Decision Tree Structure are a flowchart-like model where each internal node represents a decision based on a feature, branches represent outcomes, and leaf nodes represent final predictions.
The decision tree algorithm calculates the Gini impurity for each possible split and selects the one with the lowest impurity. Use to make predictions on new data, the algorithm traverses the decision tree from the root node to a leaf node, following decision rules based on input features. Once it reaches a leaf node, it assigns the corresponding class label or prediction.
Key Concepts
- Objective: Predict a target variable using input features.
- Splitting: Identify the best feature to split the data into subsets, aiming for homogeneous groups.

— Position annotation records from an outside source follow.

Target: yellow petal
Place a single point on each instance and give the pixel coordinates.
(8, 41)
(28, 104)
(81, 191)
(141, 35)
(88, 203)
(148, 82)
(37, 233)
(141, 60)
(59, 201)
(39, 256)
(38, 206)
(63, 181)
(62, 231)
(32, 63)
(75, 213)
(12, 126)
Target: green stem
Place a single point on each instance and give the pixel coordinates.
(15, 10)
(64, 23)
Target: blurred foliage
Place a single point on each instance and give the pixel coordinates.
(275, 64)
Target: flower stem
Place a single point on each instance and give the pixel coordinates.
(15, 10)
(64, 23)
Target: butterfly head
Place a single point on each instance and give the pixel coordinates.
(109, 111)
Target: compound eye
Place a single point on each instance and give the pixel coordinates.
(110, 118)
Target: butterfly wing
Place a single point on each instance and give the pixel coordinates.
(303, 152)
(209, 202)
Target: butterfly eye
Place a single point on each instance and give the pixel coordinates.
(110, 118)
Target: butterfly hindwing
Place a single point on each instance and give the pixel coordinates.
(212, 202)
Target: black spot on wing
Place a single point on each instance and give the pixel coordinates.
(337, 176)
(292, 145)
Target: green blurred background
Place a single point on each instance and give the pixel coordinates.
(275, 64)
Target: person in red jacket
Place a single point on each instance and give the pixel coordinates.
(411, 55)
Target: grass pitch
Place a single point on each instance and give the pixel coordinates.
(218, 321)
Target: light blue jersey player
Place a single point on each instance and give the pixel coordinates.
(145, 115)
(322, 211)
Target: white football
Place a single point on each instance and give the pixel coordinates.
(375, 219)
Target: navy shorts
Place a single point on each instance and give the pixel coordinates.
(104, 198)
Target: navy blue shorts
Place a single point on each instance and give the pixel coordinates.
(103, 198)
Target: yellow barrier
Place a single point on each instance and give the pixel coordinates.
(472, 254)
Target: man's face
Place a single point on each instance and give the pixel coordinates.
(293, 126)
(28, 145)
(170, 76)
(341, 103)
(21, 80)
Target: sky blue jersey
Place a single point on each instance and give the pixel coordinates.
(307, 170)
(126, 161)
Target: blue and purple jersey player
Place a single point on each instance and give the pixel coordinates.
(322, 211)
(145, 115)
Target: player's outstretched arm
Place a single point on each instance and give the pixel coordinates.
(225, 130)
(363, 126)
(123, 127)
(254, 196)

- Impurity Calculation: Use metrics like Gini Impurity or Cross Entropy (Gini Impurity vs Cross Entropy)to evaluate splits. Choose the split that minimizes impurity.
- Purity: A node is pure if it perfectly classifies the data, requiring no further splits.

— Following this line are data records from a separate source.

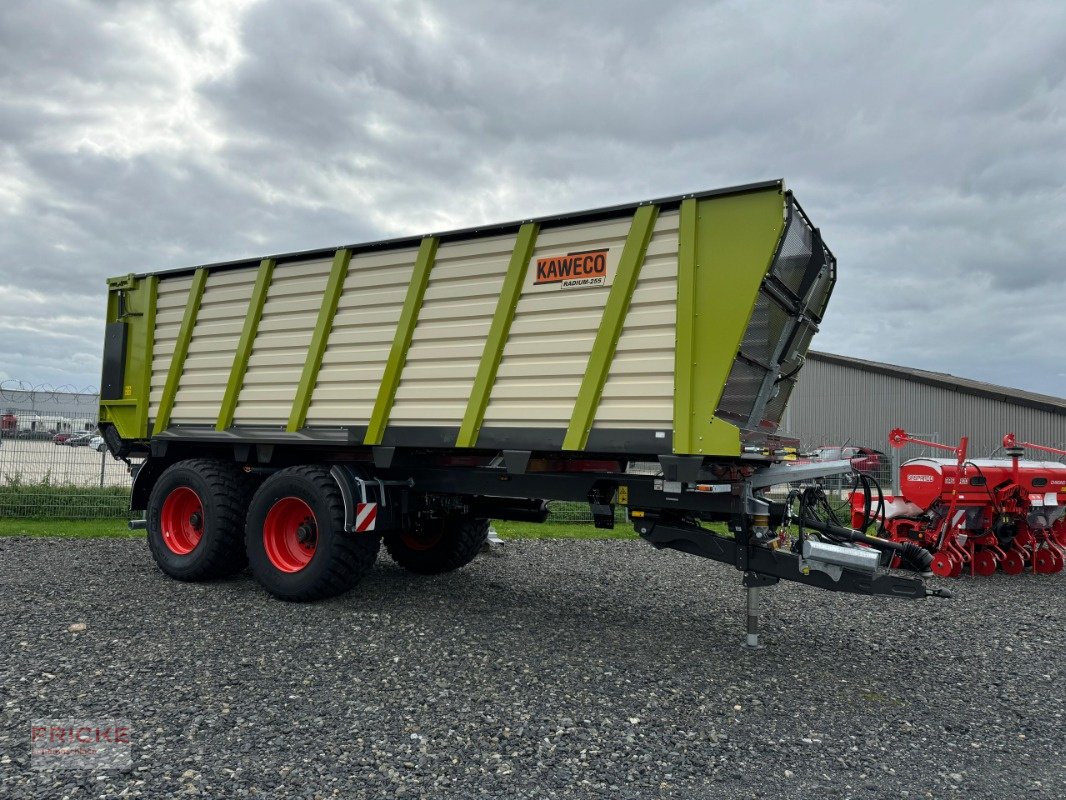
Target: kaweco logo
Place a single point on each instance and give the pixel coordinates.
(587, 268)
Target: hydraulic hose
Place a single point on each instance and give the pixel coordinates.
(918, 557)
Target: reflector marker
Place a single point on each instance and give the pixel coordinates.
(366, 516)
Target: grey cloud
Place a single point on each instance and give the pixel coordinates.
(926, 143)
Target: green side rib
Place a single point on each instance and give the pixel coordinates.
(180, 351)
(498, 332)
(405, 329)
(244, 346)
(149, 346)
(318, 347)
(610, 330)
(684, 350)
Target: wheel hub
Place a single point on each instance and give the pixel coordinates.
(181, 521)
(306, 533)
(290, 534)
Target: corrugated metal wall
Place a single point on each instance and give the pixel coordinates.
(835, 403)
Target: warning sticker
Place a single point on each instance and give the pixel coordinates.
(586, 268)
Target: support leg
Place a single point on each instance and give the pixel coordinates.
(756, 585)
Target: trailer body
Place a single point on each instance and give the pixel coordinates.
(672, 326)
(477, 373)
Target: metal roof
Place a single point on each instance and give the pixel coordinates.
(943, 380)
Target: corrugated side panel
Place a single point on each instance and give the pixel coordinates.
(210, 358)
(170, 309)
(280, 347)
(449, 339)
(552, 334)
(639, 393)
(361, 337)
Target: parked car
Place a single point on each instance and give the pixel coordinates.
(42, 435)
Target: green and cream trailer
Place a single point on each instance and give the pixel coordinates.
(294, 411)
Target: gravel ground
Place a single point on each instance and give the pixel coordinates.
(558, 669)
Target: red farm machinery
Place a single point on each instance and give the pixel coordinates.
(974, 515)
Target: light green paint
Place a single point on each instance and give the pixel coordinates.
(255, 314)
(180, 351)
(401, 342)
(130, 414)
(335, 285)
(482, 389)
(610, 329)
(725, 250)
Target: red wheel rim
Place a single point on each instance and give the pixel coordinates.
(290, 534)
(181, 521)
(984, 563)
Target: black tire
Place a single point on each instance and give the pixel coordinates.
(338, 561)
(223, 493)
(438, 545)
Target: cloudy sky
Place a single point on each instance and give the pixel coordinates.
(926, 140)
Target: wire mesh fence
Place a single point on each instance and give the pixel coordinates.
(52, 460)
(65, 473)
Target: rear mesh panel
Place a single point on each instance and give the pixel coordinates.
(796, 276)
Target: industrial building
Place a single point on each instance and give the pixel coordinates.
(842, 400)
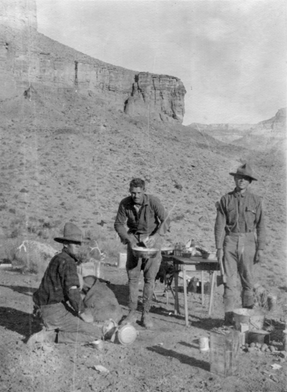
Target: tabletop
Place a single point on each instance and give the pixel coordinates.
(193, 260)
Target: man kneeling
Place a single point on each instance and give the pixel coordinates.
(64, 315)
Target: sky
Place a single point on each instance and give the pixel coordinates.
(230, 55)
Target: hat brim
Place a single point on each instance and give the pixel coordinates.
(251, 178)
(64, 240)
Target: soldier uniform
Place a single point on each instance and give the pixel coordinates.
(239, 237)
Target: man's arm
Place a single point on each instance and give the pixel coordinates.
(163, 223)
(161, 215)
(261, 234)
(120, 226)
(260, 227)
(220, 222)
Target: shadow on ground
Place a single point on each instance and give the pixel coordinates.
(17, 321)
(180, 357)
(21, 289)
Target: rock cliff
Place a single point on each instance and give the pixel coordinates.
(29, 58)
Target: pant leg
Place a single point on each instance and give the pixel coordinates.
(230, 267)
(133, 267)
(247, 249)
(71, 328)
(151, 268)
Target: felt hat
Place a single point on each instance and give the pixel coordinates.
(244, 170)
(71, 234)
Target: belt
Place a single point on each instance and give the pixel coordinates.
(240, 234)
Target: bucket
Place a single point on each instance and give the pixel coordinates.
(254, 319)
(224, 352)
(122, 260)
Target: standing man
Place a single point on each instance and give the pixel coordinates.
(58, 298)
(146, 220)
(239, 238)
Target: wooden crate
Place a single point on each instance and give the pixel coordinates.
(224, 351)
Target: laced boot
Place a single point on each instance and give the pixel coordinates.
(43, 336)
(130, 319)
(228, 319)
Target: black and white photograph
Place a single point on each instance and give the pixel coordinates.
(143, 196)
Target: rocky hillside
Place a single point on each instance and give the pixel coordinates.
(28, 58)
(69, 151)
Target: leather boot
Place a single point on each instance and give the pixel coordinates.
(43, 336)
(228, 319)
(130, 319)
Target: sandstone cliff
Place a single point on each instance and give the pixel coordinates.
(29, 58)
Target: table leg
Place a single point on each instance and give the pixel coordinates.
(176, 305)
(185, 296)
(213, 276)
(202, 289)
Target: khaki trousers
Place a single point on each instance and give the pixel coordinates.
(239, 251)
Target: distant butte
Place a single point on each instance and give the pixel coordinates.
(30, 58)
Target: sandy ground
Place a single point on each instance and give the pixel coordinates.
(166, 358)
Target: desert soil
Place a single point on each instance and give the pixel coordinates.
(63, 158)
(166, 358)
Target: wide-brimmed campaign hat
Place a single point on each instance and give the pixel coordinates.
(71, 234)
(244, 170)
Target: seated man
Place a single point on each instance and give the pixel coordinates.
(58, 297)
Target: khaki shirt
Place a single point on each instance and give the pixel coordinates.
(240, 213)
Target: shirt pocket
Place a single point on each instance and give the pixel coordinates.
(250, 214)
(231, 215)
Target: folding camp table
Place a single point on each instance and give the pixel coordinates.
(193, 264)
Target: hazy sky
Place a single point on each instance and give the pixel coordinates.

- Leaf Node Output: Assigns the most common class label or average value in the node.
- Overfitting: Can occur if the tree is too complex. Mitigate with pruning and limiting tree depth.

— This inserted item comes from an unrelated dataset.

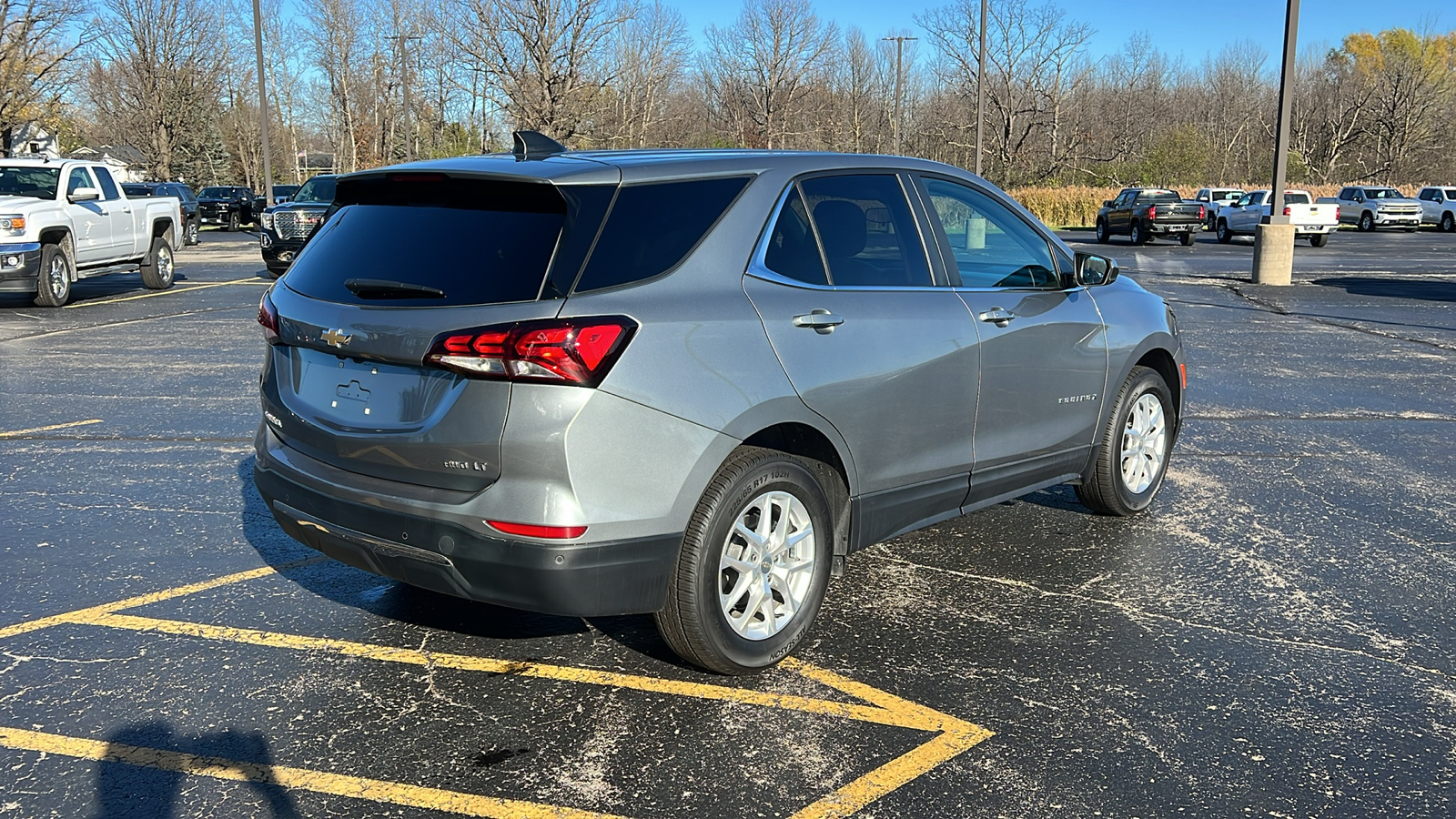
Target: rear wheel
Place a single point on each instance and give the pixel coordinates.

- Cross Validation: Refine the model to better generalize to new data.
Splitting Process
The splitting process in a Decision Tree involves dividing the dataset into subsets to create a tree-like structure. This process is crucial for building an effective model that can predict target variables accurately.
Splitting Criteria:
- The algorithm evaluates various features to determine the best split at each node.
- It selects the feature and split point that minimize impurity in the resulting child nodes.
- The split that most effectively reduces impurity is chosen, ensuring that each subset is as homogeneous as possible.
Building Process
-
Initial Splitting:
- Begin at the root node and select the best feature to split the data. This selection is based on impurity measures such as Gini impurity or entropy for classification tasks, and variance reduction for regression tasks.
- The goal is to create subsets that are as homogeneous as possible with respect to the target variable.
-
Recursive Partitioning:
- After the initial split, each subset becomes a child node.
- The algorithm recursively applies the splitting process to each child node.
- Continue splitting until stopping criteria are met, such as reaching a maximum tree depth, having a minimum number of samples per node, or achieving insufficient improvement in purity.
-
Leaf Nodes:
- The process continues until reaching leaf nodes, which have no further splits.
- At each leaf node, assign a class label (for classification) or predict a continuous value (for regression) based on the majority class or average value of the samples in that node.
Refinement
Pruning:
- Pre-pruning: Stop tree growth early based on criteria like maximum depth or minimum impurity improvement.
- Post-pruning: Allow the tree to grow fully, then prune back based on performance metrics.
Hyperparameter
Can use GridSeachCv to pick the best paramaters.
Parameter | Purpose | Effect | Example |
---|---|---|---|
criterion | Splitting criteria | Impacts decision logic. | criterion='gini' or criterion='entropy' |
max_depth | Maximum tree depth | Prevents overfitting. | max_depth=5 limits the tree depth to 5. |
min_samples_split | Min samples to split a node | Limits tree growth. | min_samples_split=10 requires at least 10 samples to split a node. |
min_samples_leaf | Min samples at leaf node | Reduces overfitting. | min_samples_leaf=5 ensures every leaf has at least 5 samples. |
max_features | Features considered for splitting | Adds randomness. | max_features='sqrt' or max_features=3 . |
max_leaf_nodes | Max leaf nodes allowed | Reduces overfitting. | max_leaf_nodes=20 caps the tree at 20 leaves. |
class_weight | Adjusts for imbalanced data | Improves fairness. | class_weight='balanced' or class_weight={0:1, 1:2} . |
ccp_alpha | Pruning parameter | Simplifies tree. | ccp_alpha=0.01 prunes weak splits based on complexity. |
Advantages and Disadvantages of Decision Trees
Advantages:
- Simple and interpretable model.
- Minimal data preparation required.
- Transparent decision-making process.
Disadvantages:
- Prone to overfitting, especially with complex datasets.
- Sensitive to small changes in data.
- Can become complex with many features.